I can’t help but see in Hud a perfect avatar of homo economicus as libertarians seem to understand him, a perfectly functioning rational agent out to maximize his pleasures and minimize his pains. He sees in work nothing but the exchange value of his products and in other people only the chance to cash in those values for direct personal pleasure. The bottom line in his thought is pure profit, nothing more.

And so, he’s a villain, so what? Who today could possibly oppose such an approach to a business venture? Who but a communist? …or worse, a liberal!

…or Hud’s father, a cultural conservative in his own right. Hud’s father, Homer, isn’t looking to redistribute wealth, but he understands the value of work itself, something not entirely reducible to the dollar value of its products. Homer understands that in working men also produce themselves and their communities, and that this has a value, one that cannot be reduced to profits. The issue becomes most clear when someone raises the prospect of drilling for oil. We’ll let Homer speak for himself:

Hud Bannon: My daddy thinks oil is something you stick in your salad dressing.

Homer Bannon: If there’s oil down there, you can get it sucked up after I’m under there with it. There’ll be no holes punched in this land while I’m here. They ain’t gonna come in and grade no roads so the wind can blow me away. What’s oil to me? What can I do with a bunch of oil wells? I can’t ride out every day and prowl amongst ’em like I can my cattle. I can’t breed ’em or tend ’em or rope ’em or chase ’em or nothing. I can’t feel a smidgen of pride in ’em ’cause they ain’t none of my doing.

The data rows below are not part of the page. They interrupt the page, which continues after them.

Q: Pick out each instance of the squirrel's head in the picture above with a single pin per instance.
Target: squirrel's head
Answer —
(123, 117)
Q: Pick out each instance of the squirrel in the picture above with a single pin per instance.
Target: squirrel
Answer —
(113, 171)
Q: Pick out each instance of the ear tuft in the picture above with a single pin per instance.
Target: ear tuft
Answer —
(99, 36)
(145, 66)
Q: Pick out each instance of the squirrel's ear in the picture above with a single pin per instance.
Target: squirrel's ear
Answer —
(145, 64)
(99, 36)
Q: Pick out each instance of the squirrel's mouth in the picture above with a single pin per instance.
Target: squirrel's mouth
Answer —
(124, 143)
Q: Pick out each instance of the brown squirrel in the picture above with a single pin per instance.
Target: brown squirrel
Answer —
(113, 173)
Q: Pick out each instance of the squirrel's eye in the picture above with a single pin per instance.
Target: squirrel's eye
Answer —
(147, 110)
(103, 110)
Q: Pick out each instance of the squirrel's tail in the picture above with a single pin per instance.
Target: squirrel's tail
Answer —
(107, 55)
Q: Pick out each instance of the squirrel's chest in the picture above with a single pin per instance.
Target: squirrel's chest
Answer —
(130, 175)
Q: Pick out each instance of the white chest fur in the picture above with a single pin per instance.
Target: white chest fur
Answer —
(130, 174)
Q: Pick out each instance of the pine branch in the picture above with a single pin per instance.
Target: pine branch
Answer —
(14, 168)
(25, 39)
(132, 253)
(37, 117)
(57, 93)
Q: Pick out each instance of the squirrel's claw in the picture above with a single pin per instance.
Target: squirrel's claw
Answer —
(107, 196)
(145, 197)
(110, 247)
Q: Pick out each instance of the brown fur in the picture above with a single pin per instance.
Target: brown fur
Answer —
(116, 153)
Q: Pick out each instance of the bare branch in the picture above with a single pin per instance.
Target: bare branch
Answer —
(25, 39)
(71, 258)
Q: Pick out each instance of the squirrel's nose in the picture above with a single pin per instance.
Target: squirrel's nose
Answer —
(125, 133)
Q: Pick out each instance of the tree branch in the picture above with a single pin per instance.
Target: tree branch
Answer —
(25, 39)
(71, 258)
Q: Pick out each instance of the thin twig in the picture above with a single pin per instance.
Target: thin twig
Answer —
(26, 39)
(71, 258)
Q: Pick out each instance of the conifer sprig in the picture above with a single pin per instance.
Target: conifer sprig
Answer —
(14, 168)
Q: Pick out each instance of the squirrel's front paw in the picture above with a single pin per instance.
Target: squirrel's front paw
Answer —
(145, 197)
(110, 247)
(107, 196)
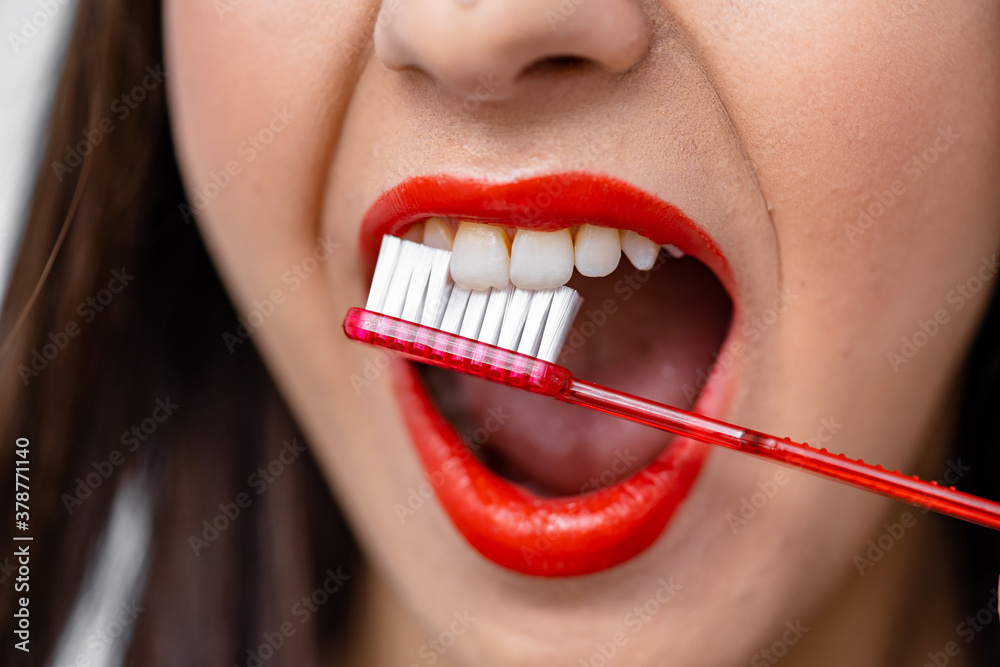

Hud Bannon: There’s money in it.

Homer Bannon: I don’t want that kind of money. I want mine to come from something that keeps a man doing for himself.

So, I watch this film and I see in Homer a vision of generations that seem well past in the present day political landscape, generations who say capitalism as it is practiced to day as a threat their own way of life, a force that would destroy the conditions under which they would work and earn a living. It has been far too easy for far too long to assume that the opponents of capitalism have always been communists. What too many people seem to miss is that moment in history when the juggernaut of modern corporatism first threatens to take away the livelihood of those content with free markets, a moment in history when some at least might have known the difference.

Irony of ironies!

It seems many of the film’s viewers didn’t see the difference themselves. Apparently, in 1963. Apparently, a good portion of the American audience saw Hud just as I had expected to. They loved him. they saw in Hud precisely the rebellious hero that i had hoped to, and not the merciless villain I felt the film had actually shown me. Film critic Pauline Kael even went so far as to argue that the audience was wiser than the film-makers insofar as they rejected its critique of capitalism and celebrated the villain as if he were a hero. That’s one way to look at it. Another would be to take that as a measure of just how much modern America and its sensibilities had in 1963 already been shaped by men such as Hud.